The Regional Rail Link and Melbourne Metro, which were the flagship transport projects of the Brumby Government, may now be scaled down, deferred or dumped, due to cost blowouts and possible reduced funding from the Federal Government (Ref 23, 24, 25, 26). There is a popular Melbourne’s advice that one should not buy a house based on the promise (even if it is official) that rail and train station will be built to serve the area. Here is a long list of proposals for new rail lines, extensions and electrification to existing lines and new stations on existing lines, that have been put forwards by various groups. Some of these plans were so seriously considered that they had appeared in the Melway street directory and on suburban train destination rolls. A classic example is the Doncaster Line, which has been on and off the radar since 1890. The Eastern Railway Construction Act, together with the route, was passed by the State Parliament in December 1971 but without completion date. The State Government had set aside land for the railway, with a brief construction work at the Victoria Park end of the line from 1974 to 1975 but had subsequently sold the reserved land (Ref 27). The Victorian Liberal Party had said in its 2010 election promise that it will commit $6.5m to undertake another study to develop a route for building the Doncaster Line (Ref 28).

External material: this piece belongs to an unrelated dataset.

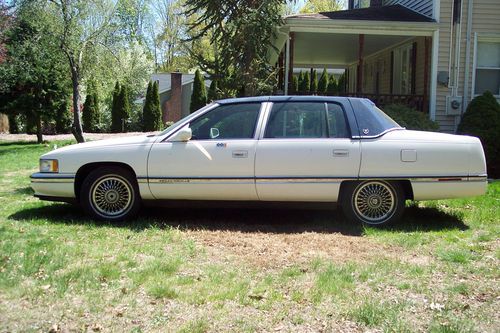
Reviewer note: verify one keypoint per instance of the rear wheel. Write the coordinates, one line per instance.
(110, 194)
(373, 202)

One major difference between Australia and Singapore is that once the Singapore government announces a project, you can be assured that the project will proceed and be completed. The Melbourne rail network had expanded rapidly during its early years but had stagnated in inertia in recent times. I would say that the future of rail developments in Melbourne is not rosy.